Friday, February 19, 2010

Piling on Muslims

At the risk of sticking my nose where it doesn't belong, I would like to raise my voice against the denial of French citizenship to a man accused of forcing his wife to wear a veil. According to The New York Times and Le Monde, Prime Minister François Fillon announced on Feb. 3 that he would sign a decree denying French nationality to the man.

We don't know the man's name nor the evidence that he forced his wife to wear a veil. Nor do we know under what law it is illegal to do so. Most importantly, we don't know how the man allegedly forced his wife to wear a veil.
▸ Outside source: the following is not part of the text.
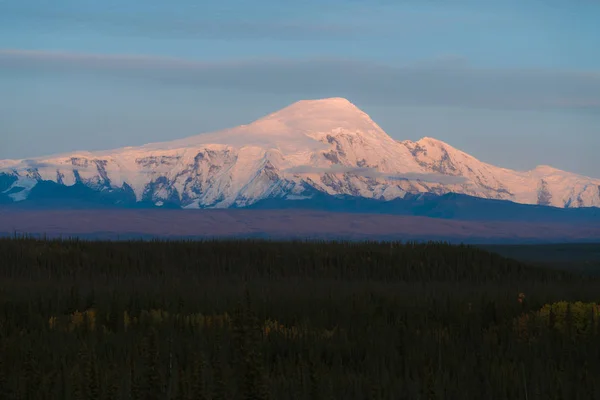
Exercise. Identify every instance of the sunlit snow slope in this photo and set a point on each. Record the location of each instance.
(311, 146)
Just think. How does one person force another person to wear something? Did he tie her down and put it on her? Did he watch her every moment to make sure she didn't take it off? Did he beat her and terrorize her?

If the alleged forcing involved assault it is some kind of crime in France, no? Why wasn't he arrested? Why wasn't he deported? How come he is allowed to walk freely and merely denied the "honor" of a French passport?
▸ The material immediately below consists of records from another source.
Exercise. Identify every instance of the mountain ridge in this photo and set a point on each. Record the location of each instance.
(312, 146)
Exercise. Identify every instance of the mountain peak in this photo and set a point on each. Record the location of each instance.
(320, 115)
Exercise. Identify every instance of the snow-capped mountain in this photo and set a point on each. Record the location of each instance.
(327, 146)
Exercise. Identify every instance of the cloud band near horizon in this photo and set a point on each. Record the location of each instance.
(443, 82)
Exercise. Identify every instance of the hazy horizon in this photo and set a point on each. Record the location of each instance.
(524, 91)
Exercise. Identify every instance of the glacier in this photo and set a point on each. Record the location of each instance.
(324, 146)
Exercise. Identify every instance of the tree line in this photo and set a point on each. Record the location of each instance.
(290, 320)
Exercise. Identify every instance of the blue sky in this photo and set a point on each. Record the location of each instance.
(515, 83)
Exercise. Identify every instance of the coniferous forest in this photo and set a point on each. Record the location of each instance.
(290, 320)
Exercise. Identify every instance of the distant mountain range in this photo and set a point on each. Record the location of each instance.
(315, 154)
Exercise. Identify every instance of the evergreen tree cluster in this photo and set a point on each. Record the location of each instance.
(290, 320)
And don't they have shelters for battered women in France to which she could have fled and been helped to remake her life without the abusive husband?

Given the absence of evidence, why does this allegation warrant a prejudicial, but merely administrative, government action? Why isn't the citizenry of the country that gave us the cry of "Liberty, Equality, Fraternity" rising up in outrage against an arbitrary government that denies citizen to a man without showing legal cause?
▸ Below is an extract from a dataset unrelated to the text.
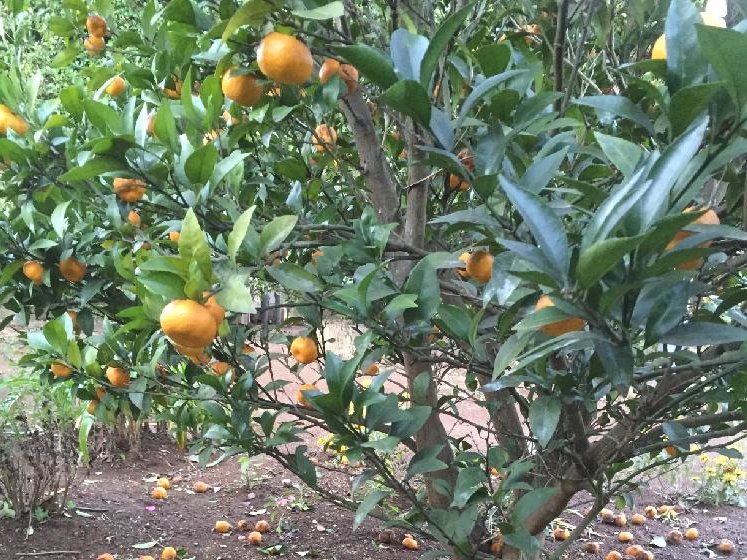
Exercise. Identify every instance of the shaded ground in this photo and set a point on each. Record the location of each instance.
(122, 514)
Who's next? Jews for wearing yarmulkes? Americans for wearing shorts in summer? Peruvians for wearing ponchos?

All I see here is a Muslim couple in which the woman apparently happens to wear a veil.


Anonymous said...

Notre devise c'est : "Liberté, Egalité, Fraternité."

Cecilieaux said...


Anonymous said...

There is a fuller account here: in which it is claimed that France is proposing to deny citizenship to people showing evidence of "extremism" and who were not committed to "integration".
Given rising levels of air pollution, I am unclear why "freedom to go about with her face uncovered" is such a big deal; indigenous French women frequently cover their faces with cosmetics without arousing negative comment, and natives of other countries frequently now wear surgical masks to ward off infection. Motor-cyclists often wear balaclava helmets without evoking such hostility. European and American women used to wear veils into the 20th C to protect their faces from dust while motoring or horse-riding. Istm that it is wearing a distinctively "foreign" style of dress which is being criticised here.


heartinsanfrancisco said...

France has long been a country notably hostile to bad fashion. Vive la France!

heartinsanfrancisco said...

You're approving comments now? Cecil, have you been threatened?

Cecilieaux said...

Threatened only by spammers' poor taste.